Current Affairs
Cars in Malta pollute more than ships

Last year, one ship which was docked at the Maltese harbour was fined for the level of sulphur in its fuel, which was over the limit permitted by law.

This was confirmed by Television Malta with the competent authority, the Environment & Resources Authority (ERA), which is responsible for monitoring air pollution. It said that it does not result that pollution from ships in Malta is higher than other European countries, and pointed out that the biggest pollution problem in Malta comes from cars

The ERA said that the air pollution generated by ships in European ports is the same level as in Malta. An exception is the port of Genoa where there is a lot of activity.

An authority official, Mark Scerri, said that according to the air monitoring station in Msida, the primary emissions from ships contribute to around 5% of the fine dust known as PM2.5, which is much finer than a human hair. “In Europe there is the same range, in other words we are talking about from 4% -15% of PM 2.5 which comes from all forms of shipping, not just cruise liners.”

Mr Scerri said that although this is firm lower than the pollution generated by vehicles, it does not mean one should not pay attention to it.

Speaking about the Birdlife survey which claimed that the air quality at the Grand Harbour contains a high level of pollution from cruise liners, ERA officials explained that in this survey the ultra fine part of this dust was analysed which to date is not regulated by any legislation and not even the World Health Organization has enough information about it.

They said that, as they had explained to Birdlife representatives, the monitoring has to be done on a continuous basis on the fine dust – PM 2.5 – which is regulated by the EU. According to ERA, in the methodology used by Birdlife, this was not done.

The ERA officials said that the monitoring and analysais of air pollution has to be done in a holistic way.  “The analysis we do is of every substance which is regulated, irrespective of the source, in other words we do not  measure, for example, just air pollution from cars, or which is caused by one industry, but the contribution of pollution of everything in one particular area.”
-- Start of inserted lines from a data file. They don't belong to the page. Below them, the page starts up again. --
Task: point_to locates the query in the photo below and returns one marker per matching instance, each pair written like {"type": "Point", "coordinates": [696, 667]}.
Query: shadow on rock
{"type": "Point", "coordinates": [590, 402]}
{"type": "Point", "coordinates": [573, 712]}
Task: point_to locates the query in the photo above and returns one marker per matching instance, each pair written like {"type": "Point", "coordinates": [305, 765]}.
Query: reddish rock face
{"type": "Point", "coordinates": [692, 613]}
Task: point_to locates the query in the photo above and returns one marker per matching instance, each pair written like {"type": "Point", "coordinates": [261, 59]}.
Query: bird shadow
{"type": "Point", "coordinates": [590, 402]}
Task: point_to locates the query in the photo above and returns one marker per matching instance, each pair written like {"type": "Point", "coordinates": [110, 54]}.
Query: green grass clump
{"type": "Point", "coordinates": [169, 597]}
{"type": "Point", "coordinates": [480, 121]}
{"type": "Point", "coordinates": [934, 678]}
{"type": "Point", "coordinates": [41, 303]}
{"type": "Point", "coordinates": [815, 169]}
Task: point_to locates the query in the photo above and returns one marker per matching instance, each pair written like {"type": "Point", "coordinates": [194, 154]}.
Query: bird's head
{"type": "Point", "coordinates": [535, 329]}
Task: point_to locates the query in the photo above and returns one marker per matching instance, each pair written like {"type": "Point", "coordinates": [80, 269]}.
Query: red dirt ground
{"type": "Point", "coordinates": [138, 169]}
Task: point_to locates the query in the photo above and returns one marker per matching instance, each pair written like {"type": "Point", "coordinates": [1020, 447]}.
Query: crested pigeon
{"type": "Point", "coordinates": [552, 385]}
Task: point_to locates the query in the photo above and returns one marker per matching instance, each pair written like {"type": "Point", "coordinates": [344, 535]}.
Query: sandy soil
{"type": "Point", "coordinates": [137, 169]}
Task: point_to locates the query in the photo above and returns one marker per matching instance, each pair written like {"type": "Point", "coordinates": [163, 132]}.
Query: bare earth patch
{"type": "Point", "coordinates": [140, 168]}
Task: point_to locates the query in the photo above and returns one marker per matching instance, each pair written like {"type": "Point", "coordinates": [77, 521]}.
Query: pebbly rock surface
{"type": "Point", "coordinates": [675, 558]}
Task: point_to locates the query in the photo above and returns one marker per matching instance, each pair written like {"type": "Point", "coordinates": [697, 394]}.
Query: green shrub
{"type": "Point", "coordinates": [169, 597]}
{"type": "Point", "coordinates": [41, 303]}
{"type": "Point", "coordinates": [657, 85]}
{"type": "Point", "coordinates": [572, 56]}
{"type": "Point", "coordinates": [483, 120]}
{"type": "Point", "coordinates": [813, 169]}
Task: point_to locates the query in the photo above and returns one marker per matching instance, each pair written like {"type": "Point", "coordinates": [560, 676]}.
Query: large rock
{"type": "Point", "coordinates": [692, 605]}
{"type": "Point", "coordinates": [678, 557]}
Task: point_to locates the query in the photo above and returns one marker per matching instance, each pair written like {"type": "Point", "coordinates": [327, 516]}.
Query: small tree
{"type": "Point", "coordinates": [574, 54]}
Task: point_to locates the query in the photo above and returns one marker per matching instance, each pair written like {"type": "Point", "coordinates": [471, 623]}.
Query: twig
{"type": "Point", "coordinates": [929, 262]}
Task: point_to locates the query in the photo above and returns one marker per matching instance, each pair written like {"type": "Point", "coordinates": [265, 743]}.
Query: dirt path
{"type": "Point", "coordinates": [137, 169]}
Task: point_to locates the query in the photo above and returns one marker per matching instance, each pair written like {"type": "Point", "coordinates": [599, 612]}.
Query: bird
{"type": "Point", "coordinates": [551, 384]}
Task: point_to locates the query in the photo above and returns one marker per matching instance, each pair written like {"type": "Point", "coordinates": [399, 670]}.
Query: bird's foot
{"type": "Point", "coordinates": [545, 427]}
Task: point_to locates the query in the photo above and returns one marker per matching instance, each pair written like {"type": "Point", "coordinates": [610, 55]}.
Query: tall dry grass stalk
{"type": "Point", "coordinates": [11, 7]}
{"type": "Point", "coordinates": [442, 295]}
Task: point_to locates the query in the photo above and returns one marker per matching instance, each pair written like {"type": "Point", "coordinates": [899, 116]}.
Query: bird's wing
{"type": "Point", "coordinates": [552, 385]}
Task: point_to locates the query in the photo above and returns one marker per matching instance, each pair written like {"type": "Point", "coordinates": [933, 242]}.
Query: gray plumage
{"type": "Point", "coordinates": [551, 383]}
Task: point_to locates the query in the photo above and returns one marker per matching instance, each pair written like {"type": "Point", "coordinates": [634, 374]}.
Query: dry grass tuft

The emissions from ships and air pollution in our Ports also falls under other entities such as the REWS (Regulator for Energy and Water Services) and Transport Malta.

The REWS is responsible for ensuring that the amount of sulphur in fuels which is used by ships which dock at Maltese Ports are according to law. The REWS told TVM that out of 118 inspections it carried out last year, only one ship was burning fuel with a higher level of sulphur than is permitted by law, and it was fined.